Distressed Firms Have a New Controversial Way to Get Rescue Cash

A new complex maneuver that can help rescue companies in financial trouble is likely to gain steam as firms grapple with maturity walls and weaker earnings, according to Barclays Plc strategists.

The move, known as a “double-dip,” helps struggling firms raise cash by issuing debt out of an empty subsidiary, having the parent company guarantee that debt, and sending the proceeds from the debt deal back to the parent company via an inter-company loan, which then becomes another form of collateral for the obligation.

Struggling companies including chemical company Trinseo Plc, software maker Sabre Corp., and retailer At Home Group Inc., have deployed the strategy to raise money this year, opening the door for other companies to follow suit even though the deals haven’t yet been tested in court, strategists led by Bradley Rogoff wrote in a note Wednesday.

The strategists identified several companies that have potential to use double-dip financing if needed. Office supplies retailer Staples Inc. is one of them, and the strategists don’t see the company in a position to grow into or cut its debt load. Staples has $7.6 billion of debt outstanding, with its 7.5% notes due 2026 trading in the low 80s, according to Trace.

Mauser Packaging Solutions also has hefty obligations to address, with $3.5 billion of secured debt due by 2026. The company’s covenants are lenient enough to pull off a double-dip if needed, they wrote.

Representatives for Staples and Mauser didn’t immediately respond to requests for comment.

Creative and sometimes-controversial financing maneuvers have grown more common in recent years as rising interest rates have sent a new batch of companies into financial distress. Many of the companies have permissive debt documents that allow them leeway to take on new financing in an effort to stay afloat.

Double-dips can improve creditors’ prospects for recovery in a default by giving them more or different claims on a company’s assets, the strategists wrote.
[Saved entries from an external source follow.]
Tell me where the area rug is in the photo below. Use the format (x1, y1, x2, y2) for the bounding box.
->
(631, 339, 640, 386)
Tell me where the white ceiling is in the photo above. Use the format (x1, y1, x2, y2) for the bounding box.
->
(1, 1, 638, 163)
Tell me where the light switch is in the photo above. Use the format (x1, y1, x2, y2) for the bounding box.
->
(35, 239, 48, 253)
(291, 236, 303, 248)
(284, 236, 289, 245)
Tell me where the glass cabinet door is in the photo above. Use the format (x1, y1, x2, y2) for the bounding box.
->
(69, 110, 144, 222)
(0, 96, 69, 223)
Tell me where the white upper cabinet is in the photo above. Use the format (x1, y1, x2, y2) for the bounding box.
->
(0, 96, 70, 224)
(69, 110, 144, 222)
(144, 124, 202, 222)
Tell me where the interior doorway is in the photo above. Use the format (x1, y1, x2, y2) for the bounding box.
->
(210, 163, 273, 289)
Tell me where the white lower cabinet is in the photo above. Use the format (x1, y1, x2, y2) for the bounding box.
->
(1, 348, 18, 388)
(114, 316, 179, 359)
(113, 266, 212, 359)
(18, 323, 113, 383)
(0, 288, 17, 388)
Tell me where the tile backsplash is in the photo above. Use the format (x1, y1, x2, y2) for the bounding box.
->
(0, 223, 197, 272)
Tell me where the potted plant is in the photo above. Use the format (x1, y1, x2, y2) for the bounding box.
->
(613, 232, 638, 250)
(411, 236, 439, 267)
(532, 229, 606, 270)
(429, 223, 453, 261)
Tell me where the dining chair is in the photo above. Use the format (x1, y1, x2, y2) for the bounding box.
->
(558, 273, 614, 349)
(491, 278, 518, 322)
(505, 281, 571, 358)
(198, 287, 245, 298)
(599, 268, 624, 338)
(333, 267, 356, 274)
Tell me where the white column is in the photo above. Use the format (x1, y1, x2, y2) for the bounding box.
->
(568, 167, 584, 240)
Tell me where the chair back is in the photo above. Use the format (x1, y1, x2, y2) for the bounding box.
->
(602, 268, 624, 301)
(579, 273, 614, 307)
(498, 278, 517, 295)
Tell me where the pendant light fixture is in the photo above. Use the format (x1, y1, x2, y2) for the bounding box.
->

The maneuver differs from transactions like priming — which pushes existing creditors back in line for repayment — by allowing the existing creditors to participate in the deal. And unlike drop-down financings, where a company moves assets out of reach of some creditors, no assets are transferred.

The strategists noted that while “all credit documents have their idiosyncrasies,” a company generally needs to be permitted to incur additional secured debt, guarantee the new debt and take on an inter-company loan to pursue the double-dip strategy.